A highlight for me as I bloody love them – probably my favourite of the Big Four and on stage a couple of hours after I’d finally, after years, not only met but interviewed Joey Belladonna. As ever, Anthrax were playing bridesmaids, this time to recent tourmates Slayer, but an hour of New York thrash is an hour of New York thrash and I’m going to take it. The set was full of tracks from recent release For All Kings but many of the old classics were also present. Similarly to the Slayer tour, though was a track most noticeable for its absence… “I Am the Law”. I just can’t believe this song is one that’s been cut from their regular support-length slot, though they did perform it at their headline slot at Glasgow’s Cathouse last year.

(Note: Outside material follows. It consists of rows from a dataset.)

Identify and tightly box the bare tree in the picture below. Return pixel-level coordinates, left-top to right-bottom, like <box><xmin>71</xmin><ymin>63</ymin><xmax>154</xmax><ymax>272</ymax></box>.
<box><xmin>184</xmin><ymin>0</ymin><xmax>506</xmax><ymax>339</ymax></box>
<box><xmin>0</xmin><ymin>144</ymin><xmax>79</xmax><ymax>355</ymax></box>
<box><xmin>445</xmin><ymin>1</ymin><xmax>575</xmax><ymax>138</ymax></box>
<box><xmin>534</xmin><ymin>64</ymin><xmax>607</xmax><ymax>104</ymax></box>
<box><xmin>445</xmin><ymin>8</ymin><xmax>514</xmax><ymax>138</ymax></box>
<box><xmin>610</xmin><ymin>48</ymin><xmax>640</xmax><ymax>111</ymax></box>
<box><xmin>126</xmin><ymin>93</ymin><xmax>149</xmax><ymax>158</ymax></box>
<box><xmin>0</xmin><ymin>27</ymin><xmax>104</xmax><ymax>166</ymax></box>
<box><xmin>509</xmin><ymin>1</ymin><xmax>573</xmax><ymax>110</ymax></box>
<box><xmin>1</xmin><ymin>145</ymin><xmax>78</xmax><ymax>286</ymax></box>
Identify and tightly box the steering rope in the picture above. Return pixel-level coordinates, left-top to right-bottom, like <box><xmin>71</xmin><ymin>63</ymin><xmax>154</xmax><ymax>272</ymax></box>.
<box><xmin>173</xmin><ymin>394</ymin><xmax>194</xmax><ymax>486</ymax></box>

Anthrax had the crowd in the palm of their hand as they made the most of the last of the sunlight to warm us up for the headliners. They stirred up pits and had the crowd screaming “Wardance” before time was called on a set that was, as ever, too short. However, Scott Ian announced that they would be back early next year for a headlining tour – the band’s first in almost twenty years if my memory serves me well. Correct me if I’m wrong, but the last time they topped the bill on the road in the UK was during the Sound of White Noise tour cycle. Roll on 2017…
Already reviewed by a couple of my compatriots, but it sounds like I was the only one in the pit for the duration of the set. I had no issues with sound being overly bassy or the guitars being balanced too much to one side… but I was in the middle so that’s to be expected. What I experienced was Slayer at the top of their game and putting on a show as good as I have ever seen from them. I appreciate they’re getting older and that there are rumours surrounding the longevity of the band, but on the strength of their performance closing the festival (barring that little lyrical fluff from Tom), I sincerely hope they can manage a few more years at least.
Obviously I’m going out of step with the festival schedule by mentioning them right at the end, but I wanted to save the best for last even if it’s just to give them a quick mention. Many other reviews have put the grandeur of this final UK performance into words superbly well and I’m not going to compete. I simply want to say… one of the best live shows I have ever seen. Ever. I’m glad I was there and it was a performance I will never forget. That, ladies and gentlemen, is how you end a musical career.
And that is how you end a festival review. With luck I’ll have caught up on the lost sleep by August 2017 so we can do it all over again!